Weitz recounted some interviews with women who have had difficulty accessing abortion even without a forced waiting period because of travel issues, cost and other circumstances. They eventually obtained a termination, but only because they only had to make one trip to the clinic. “When we’ve asked them before a waiting period went into effect if the waiting period would have stopped them from getting an abortion, there are some women who say, ‘Yes, I would not have been able to get an abortion if I needed to come more than once,'” said Weitz.

In fact, when it comes to protecting women’s health, providing more and easier abortion access is key to both physical and emotional well-being. “When women face a number of barriers and then are not able to get their abortion, not getting an abortion that you wanted has physcial and socio-economic reprucussions.

“As long as we allow them to argue that health is a factor, we ignore women’s autonomy,” said Weitz. “Even if it were proven to be unhealthy, does that justify making a woman’s decision for her. We make all sorts of bad decisions throughout our lives. We all have a lot of regrets in our lives. We don’t expect the state to protect us from them for us.”
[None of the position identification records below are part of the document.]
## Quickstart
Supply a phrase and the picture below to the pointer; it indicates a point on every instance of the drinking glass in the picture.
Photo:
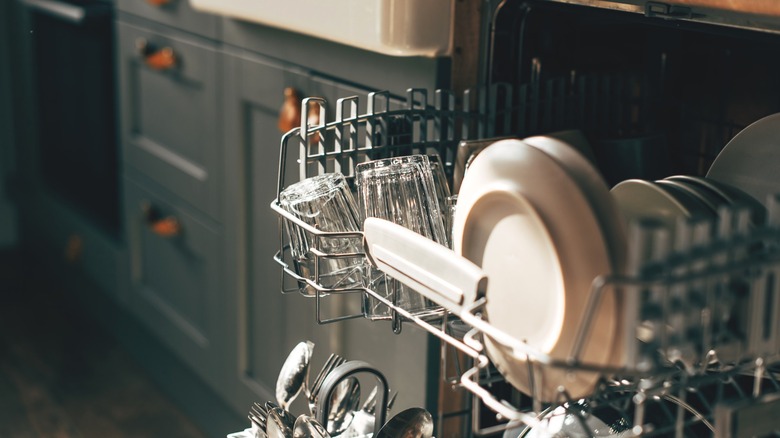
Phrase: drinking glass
(326, 203)
(400, 190)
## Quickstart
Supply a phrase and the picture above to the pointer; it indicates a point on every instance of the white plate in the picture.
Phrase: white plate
(525, 220)
(638, 198)
(750, 160)
(730, 195)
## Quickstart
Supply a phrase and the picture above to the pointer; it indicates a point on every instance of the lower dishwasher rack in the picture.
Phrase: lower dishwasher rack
(727, 384)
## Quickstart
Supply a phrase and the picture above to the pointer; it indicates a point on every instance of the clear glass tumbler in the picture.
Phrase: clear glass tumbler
(401, 190)
(326, 203)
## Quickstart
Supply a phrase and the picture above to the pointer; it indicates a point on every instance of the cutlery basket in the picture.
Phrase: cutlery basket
(724, 366)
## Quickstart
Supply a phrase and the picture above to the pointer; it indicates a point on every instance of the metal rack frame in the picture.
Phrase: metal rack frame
(654, 378)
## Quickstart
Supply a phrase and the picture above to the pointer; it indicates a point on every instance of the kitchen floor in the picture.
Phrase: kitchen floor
(62, 376)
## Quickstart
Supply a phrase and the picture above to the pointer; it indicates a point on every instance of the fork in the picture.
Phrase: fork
(258, 415)
(333, 361)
We may not expect states to save us from “bad decisions” under the guise of protection, but multiple states are poised to do just that. A 72-hour forced wait in North Dakota or Arkansas, where there is only one provider, could be extremely burdensome, but less obvious candidates are Texas, whose legislators have never met a restriction they didn’t love, or Alaska, which could make getting an abortion completely unobtainable for a woman who lives outside the major metro areas—that is, unless she has thousands of dollars for airfair and hotel expenses.

Many state legislatures being beginning to convene for their 2013 legislative sessions. There is no question that more restrictions are on the way. The only question is will the bills be regular, or super-sized?